Close×

The PAS Group was struggling prior to the outbreak of COVID-19, creditor documents can reveal.

While the pandemic impacted retail revenue and supply chains from China, the Group had already clocked a $4.9 million reduction in earnings for the year ended June 30, 2019.

This was driven by the declines in retail revenue from underperforming store closures, and only partly offset by new wholesale contracts secured in its Designworks business.

This decline continued to the 11 months to May 31, 2020 with earnings of $672,000 for the period.

The drop was exacerbated by a 27% fall in revenue for its wholesale and retail divisions due to the disruption caused by COVID-19, specifically due to forced store closures and supply delays.

A 3% increase in employee benefit expenses as a percentage of revenue also hit the bottom line, largely relating to the Review and Black Pepper businesses.

The fixed nature of these costs meant the impact was greater against a declining revenue base.

Despite trading below expectations, administrators did not believe the business appeared to be insolvent at the date of appointment.

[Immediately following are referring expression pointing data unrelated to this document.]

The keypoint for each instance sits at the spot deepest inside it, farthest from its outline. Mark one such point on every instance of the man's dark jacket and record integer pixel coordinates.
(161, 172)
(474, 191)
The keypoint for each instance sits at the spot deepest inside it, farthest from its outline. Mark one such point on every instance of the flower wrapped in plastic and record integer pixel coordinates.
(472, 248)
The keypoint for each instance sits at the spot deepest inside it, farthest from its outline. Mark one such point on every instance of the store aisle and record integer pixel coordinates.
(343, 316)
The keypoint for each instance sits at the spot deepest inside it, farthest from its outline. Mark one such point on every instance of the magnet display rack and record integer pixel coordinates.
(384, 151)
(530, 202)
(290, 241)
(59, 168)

While rent was deferred on the majority of leased premises for April and May, and extended trading terms were negotiated with some suppliers, these steps were characterised as liquidity preservation measures to navigate through the COVID-19 pandemic.

PAS Group entered into administration in May, operating 225 retail stores in Australia and New Zealand at the time.
 
These stores included Review concessions in Myer.
 
Its other brands at the time included Everlast, Yarra Trail, Designworks, Fiorelli, JETS and Bondi Bather.